Entain shares gained 5.1% to 1,375.8p in early morning trading on Thursday, after the gambling company reported a 19% revenue climb to £2.1 billion in HY1 2022, alongside an 18% growth in net gaming revenue.
The gaming firm said its revenue increase was driven by a strong rebound in retail performance after Covid-19 lockdowns last year, which sufficiently offset its fall in online revenue.
“The resurgence of in person betting continued over the first half as a cost-of-living crisis and broader economic uncertainty don’t seem to be deterring players from heading out for a rush of in person gaming,” said Hargreaves Lansdown equity analyst Matt Britzman.
“The flip side of that trend is a drop in online gaming, though importantly activity’s stabilising well ahead of pre-pandemic levels.”
Entain confirmed a 31% growth in operating costs on retail reopening and new acquisitions, which fed into the cost base.
However, the betting group confirmed a 17% EBITDA climb to £471 million.
Entain commented it was on track to deliver on its FY 2022 profit guidance of £925 million to £975 million.
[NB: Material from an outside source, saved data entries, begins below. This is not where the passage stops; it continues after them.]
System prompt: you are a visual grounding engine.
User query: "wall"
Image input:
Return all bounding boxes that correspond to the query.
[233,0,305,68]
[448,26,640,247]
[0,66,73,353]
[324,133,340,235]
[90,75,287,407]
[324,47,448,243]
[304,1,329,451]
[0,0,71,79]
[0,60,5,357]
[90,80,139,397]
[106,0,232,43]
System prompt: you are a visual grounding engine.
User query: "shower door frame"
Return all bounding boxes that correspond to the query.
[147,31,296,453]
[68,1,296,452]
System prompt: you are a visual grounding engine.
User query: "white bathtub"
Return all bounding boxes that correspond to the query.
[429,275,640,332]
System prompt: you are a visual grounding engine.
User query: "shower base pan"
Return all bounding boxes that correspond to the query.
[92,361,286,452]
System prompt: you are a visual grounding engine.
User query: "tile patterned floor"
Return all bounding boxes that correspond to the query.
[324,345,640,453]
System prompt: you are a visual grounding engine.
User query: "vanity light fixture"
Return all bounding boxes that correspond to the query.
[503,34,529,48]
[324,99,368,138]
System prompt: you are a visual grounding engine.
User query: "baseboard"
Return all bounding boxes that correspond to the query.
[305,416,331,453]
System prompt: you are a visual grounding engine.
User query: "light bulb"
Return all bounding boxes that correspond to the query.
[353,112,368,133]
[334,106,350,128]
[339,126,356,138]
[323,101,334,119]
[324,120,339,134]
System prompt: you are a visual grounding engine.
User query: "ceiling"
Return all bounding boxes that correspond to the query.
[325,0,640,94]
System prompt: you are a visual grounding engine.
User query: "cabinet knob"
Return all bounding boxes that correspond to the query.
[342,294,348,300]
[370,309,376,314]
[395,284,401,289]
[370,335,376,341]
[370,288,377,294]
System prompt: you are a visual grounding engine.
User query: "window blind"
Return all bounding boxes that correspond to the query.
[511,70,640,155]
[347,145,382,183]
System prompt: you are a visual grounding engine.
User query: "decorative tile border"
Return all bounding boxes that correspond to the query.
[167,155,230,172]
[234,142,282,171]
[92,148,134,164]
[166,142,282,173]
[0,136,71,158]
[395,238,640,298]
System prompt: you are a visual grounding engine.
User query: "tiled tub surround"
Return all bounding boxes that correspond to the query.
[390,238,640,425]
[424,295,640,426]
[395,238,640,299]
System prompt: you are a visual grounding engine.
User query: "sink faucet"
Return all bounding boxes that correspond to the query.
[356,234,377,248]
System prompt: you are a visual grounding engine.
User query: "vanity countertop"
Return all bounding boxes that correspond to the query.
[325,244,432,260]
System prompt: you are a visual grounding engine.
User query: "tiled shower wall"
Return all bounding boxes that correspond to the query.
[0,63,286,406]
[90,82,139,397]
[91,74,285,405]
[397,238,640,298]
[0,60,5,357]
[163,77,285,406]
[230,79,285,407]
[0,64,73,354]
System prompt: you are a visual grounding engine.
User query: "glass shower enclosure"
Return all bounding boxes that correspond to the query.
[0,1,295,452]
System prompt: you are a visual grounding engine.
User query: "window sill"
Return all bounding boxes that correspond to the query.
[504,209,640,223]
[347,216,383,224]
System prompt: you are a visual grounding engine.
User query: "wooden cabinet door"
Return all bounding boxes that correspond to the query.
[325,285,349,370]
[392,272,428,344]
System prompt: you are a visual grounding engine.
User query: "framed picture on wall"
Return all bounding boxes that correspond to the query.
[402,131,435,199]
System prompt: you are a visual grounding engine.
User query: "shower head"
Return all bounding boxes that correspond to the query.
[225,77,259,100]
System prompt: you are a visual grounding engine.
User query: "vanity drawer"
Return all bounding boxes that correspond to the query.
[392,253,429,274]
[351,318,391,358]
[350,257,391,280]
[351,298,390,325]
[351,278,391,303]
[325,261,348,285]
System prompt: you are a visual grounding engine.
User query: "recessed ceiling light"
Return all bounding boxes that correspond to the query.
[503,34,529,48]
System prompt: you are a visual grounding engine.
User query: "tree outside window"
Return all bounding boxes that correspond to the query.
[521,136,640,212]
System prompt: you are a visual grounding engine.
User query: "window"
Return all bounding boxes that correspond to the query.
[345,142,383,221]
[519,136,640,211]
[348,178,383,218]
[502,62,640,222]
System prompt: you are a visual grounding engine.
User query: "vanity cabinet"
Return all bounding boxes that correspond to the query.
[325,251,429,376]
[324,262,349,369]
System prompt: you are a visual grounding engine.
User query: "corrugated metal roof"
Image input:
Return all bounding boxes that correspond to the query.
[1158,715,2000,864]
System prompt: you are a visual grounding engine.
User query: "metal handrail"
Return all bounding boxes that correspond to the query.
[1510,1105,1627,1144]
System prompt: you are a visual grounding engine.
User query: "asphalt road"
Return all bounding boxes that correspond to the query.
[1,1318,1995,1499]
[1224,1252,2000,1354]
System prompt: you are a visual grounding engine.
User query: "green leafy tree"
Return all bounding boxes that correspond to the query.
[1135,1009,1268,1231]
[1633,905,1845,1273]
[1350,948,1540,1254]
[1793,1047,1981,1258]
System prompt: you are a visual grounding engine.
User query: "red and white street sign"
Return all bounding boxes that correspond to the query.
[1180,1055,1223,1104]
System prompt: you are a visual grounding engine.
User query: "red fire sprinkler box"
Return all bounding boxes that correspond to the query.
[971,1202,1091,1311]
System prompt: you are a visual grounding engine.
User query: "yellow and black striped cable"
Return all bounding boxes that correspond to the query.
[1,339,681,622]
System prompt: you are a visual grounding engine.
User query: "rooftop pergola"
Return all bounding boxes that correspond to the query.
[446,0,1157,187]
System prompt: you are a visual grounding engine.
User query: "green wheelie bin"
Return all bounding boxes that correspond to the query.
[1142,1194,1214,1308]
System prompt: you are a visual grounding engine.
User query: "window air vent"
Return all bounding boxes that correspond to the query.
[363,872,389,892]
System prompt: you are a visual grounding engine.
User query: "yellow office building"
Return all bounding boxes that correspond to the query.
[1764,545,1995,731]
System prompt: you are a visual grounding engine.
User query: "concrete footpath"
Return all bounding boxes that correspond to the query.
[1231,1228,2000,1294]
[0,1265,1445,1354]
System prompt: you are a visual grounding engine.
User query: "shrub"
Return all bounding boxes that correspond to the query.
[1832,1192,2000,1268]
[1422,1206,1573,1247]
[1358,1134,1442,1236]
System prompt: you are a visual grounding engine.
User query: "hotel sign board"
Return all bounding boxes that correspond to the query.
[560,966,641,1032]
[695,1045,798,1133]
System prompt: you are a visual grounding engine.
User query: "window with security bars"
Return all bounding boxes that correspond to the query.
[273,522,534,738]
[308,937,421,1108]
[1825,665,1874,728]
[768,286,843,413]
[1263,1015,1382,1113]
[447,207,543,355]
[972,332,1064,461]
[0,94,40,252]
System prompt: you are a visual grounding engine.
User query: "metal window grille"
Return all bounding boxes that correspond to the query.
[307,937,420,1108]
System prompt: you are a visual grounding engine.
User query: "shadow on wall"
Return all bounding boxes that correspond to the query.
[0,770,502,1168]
The company also noted its new dividend policy, including a total dividend of £100 million to be paid in FY 2022. The dividend will be split in half, representing an 8.5p per share payout in HY1 2022.
“Positive performance and the rebound of retail has paved the way for a fresh and revitalised dividend policy. Starting at £100m over the current year, split between the first and second half, that’s expected to grow from here,” said Britzman.
“Good news for investors, though that will put added strain of cash that’s already being snapped up in BetMGM and the acquisition led growth strategy.”
“Speaking of BetMGM, the group’s joint venture over the pond, performance remains strong. Profits should start to flow at some point next year and BetMGM management have recently upped their forecast addressable market to around $37bn, there’s a big slice of pie up for grabs.”